The national debt is $11,579,428,713,952. The national debt is a cumulative number that represents annual federal budget deficits in excess of annual budget surpluses over the years. It has been financed through the sale of treasury bonds and notes that are outstanding and have not yet been repaid. As the population of the country is currently about 300 million, this amounts to approximately $38,000 per American man, woman and child as of today.

Implicit federal debt is the present value of unfunded future liabilities for Social Security and Medicare and Medicaid. In other words, it is the current value of those future obligations that have been promised by politicians in excess of payroll taxes to fund them. As of March 2008, the Government Accounting Office put this number at $41 trillion. The number has grown substantially since then. Generally accepted accounting principles (GAAP) require private companies to book such future liabilities and to adequately prefund them.

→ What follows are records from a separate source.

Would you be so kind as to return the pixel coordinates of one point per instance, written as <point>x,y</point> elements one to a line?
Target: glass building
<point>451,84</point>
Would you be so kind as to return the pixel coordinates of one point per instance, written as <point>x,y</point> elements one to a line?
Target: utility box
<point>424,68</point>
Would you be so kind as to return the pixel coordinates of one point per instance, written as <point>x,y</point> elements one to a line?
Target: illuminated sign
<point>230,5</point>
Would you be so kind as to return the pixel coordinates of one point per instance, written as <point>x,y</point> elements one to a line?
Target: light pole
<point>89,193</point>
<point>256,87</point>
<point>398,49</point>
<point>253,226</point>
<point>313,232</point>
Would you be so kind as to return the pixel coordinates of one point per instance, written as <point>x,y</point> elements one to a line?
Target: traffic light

Not surprisingly, the federal government exempts itself from GAAP accounting. While the mainstream media yawned, David Walker, ex-Comptroller of the Currency during the Clinton and Bush administrations, has done yeomen’s work trying to bring this to the attention of the public. When adding the implicit debt to the national debt, each man, woman and child in the country currently is on the hook for approximately $180,000 (and you thought you ran up the Visa and MasterCard!).

What do governments that have run up enormous, irresponsible levels of debt need to do to rectify the problem? The same thing individuals who have done the same need to do: increase revenues, cut spending or declare bankruptcy. As of March 2008, the Government Accounting Office and Mr. Walker had characterized this federal fiscal policy as unsustainable. The GAO report noted that federal spending would have to be cut by 60 percent or federal taxes would have to be doubled.

Neither of these are feasible alternatives. Declaring bankruptcy on the national debt would be equally destructive. The report’s opinion was that only substantial economic growth coupled with GAAP-type accounting and writing Social Security and Medicare benefits down will do the trick.

It is hard to see a rosy scenario when focusing on enhancing federal revenues and/or cutting federal spending under the current administration and Congress. As I tried to note in a recent newspaper article, raising income tax rates on the rich would very much harm, not enhance, the production of federal revenues, particularly if imposed during an economic recession. Harvard Economist Greg Mankiw estimates that if the administration is able to jettison the Bush tax cuts and increase Social Security taxes on upper-income individuals, it will drive marginal rates on this group from the current combined 37.5 percent income and payroll rate to 50 percent.

Adding state and municipal income tax on top of that would cause previously productive upper-income entrepreneurs to net far less than half after tax. This level of wealth confiscation will act as a complete disincentive to create more and new wealth. Revenues and jobs will suffer. People counting on “green” jobs to enhance the macro-economy are in for a rude awakening. The empirical evidence notes that the Spanish government’s efforts in creating and subsidizing green jobs cost far more jobs than were produced.

On the spending side, you may have heard recently that the budget deficit for the Federal government’s next fiscal year will run a deficit of $1.8 trillion for that year alone. This is four times the size of any previous annual budget deficit.

So before encouraging your representatives in Washington to go on a new and even greater spending spree, I thought it would be a good idea to let you know what those jackasses have already charged on the national credit card and what your share of it is.

Mark P. Altieri is an associate professor of accounting at Kent State University and guest columnist for the Daily Kent Stater.